Pero si bien es cierto que en un primer momento los matrimonios interraciales estaban bien vistos y hasta eran recomendados por la Corona con vistas a apresurar el apaciguamiento de las tierras conquistadas, muy pronto la Iglesia por una parte y una aplicación radical del concepto de "sangre limpia" importada desde España y que procedía de la oposición peninsular a legalizar relaciones entre cristianos viejos y judeoconversos o moriscos, por otra, contribuyeron a imponer formas de moral y de comportamiento propias del mundo cristiano occidental agravadas por una idea mediterránea de la honra, tanto familiar como individual, en su versión ibérica en la que aparece como eco lejano el pensamiento del tunecino-andalusí Ibn Jaldún: "La nobleza y el honor proceden únicamente de la ausencia de mezclas" (Tillion, 1967).

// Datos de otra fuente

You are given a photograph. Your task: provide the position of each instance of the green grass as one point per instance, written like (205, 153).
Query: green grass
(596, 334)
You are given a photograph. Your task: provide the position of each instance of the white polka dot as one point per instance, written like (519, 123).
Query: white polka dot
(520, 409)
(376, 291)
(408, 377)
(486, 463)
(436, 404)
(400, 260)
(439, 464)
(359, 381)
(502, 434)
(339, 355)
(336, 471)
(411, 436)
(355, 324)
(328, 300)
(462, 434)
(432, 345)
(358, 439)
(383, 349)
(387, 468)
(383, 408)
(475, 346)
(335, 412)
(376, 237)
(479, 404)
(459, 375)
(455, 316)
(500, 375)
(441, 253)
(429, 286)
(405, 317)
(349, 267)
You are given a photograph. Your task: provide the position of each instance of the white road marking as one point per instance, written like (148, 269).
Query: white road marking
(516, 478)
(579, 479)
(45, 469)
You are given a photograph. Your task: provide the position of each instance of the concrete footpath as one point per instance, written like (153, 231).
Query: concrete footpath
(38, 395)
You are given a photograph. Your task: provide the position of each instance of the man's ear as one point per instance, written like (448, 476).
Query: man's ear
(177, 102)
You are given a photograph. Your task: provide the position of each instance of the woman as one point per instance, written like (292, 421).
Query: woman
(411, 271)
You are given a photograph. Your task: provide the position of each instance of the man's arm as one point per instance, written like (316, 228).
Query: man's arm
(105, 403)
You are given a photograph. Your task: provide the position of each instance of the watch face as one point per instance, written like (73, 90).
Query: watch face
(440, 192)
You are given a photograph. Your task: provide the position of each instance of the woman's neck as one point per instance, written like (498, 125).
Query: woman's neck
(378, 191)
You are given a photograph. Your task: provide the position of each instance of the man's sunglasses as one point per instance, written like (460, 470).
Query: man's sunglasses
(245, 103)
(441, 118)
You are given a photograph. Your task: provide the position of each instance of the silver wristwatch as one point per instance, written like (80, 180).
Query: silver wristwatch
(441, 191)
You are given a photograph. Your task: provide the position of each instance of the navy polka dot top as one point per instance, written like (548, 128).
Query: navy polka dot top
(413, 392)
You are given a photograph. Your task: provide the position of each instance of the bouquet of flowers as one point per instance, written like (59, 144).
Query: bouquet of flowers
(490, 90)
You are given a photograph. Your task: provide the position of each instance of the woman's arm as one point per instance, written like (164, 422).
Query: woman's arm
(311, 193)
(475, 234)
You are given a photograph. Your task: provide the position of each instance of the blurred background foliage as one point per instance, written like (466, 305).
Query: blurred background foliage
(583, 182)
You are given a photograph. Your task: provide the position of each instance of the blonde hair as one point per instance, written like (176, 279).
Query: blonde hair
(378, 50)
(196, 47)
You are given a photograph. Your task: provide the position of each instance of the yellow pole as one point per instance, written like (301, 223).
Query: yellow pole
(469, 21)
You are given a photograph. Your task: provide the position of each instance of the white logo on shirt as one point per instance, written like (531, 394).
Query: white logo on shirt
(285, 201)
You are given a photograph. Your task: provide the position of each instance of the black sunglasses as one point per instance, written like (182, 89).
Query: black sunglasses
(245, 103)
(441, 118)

Ciertamente en España los matrimonios mixtos recurrían a todo tipo de argucias para celebrarse falsificando papeles y comprando testigos que declaraban supuestas sangres limpias hasta donde podían remontar sus memorias aunque fuera evidente para todo el mundo, incluidas las autoridades eclesiásticas, que el varón o la mujer que se casaban descendían en primera generación de un "marrano" penitenciado (cuando no quemado) por la Inquisición. Después de todo, en cuestión de contaminaciones sanguíneas, ni la propia familia real estaba libre de pecado pues Fernando el Católico procedía por vía materna de una familia con vinculaciones judeoconversas y el número de artistas, escritores, místicos, funcionarios, docentes, comerciantes, banqueros, clérigos o nobles de sangre viciada era casi infinito y en el listado se incluían nombres que iban de Velázquez a Santa Teresa, de Góngora a Miguel Servet, o de Juan de la Cruz a Luis Vives. Pero poderosos caballero era (y es) Don Dinero en lo referente a inventarse genealogías.

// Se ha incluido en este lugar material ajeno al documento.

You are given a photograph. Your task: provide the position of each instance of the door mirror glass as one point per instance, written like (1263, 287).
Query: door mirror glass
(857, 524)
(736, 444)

En América ni el control religioso ni el temor a la contaminación racial impidieron que siguieran ocurriendo uniones entre españoles e indígenas, pero las legales fueron reduciéndose con el tiempo mientras que aumentaban los amancebamientos tanto con indias como con negras. El espectacular aumento de mulatos y de mestizos es una buena prueba de ello. La rigidez del sistema de castas (en Lima a fines del S.XVIII se distinguían 12 grupos raciales y en México 16) no impidió que en vísperas de la Independencia de la América Hispana casi la mitad de la población estuviera integrada por mestizos y mulatos. En el caso de Santafé de Bogotá, capital virreinal, como lo eran las dos ciudades antedichas, de los 18.000 habitantes con que contaba se consideraban mestizos el 57% (Vargas Lesmes, 1990).
Tanto los indios como los negros en su condición de "salvajes", y por más que estuvieran cristianizados, eran objeto de una profunda desconfianza en sus prácticas sexuales por parte de la Iglesia. No era solo el que sus costumbres entraran en choque con las europeas sino que además se les consideraba lujuriosos por su propia naturaleza y proclives a la práctica de los más escandalosos vicios resumidos en la frase "pecado nefando" cuyo significado era extremadamente genérico y que incluía desde la homosexualidad al bestialismo. Y lo peor de todo es que tales excesos eran muy bien recibidos por los españoles que no mostraban muchos reparos en adoptar los hábitos sexuales de los grupos dominados. En 1575 el cronista Fray Pedro de Aguado se quejaba de que Nueva Granada "Es tan grande la disolución que en algunas partes hay entre españoles de vivir lujuriosa y carnalmente que verdaderamente me pone espanto y admiración". Y es que si fornicar era ya de por sí un pecado grave, hacerlo con "idólatras" era el preludio para la condenación eterna.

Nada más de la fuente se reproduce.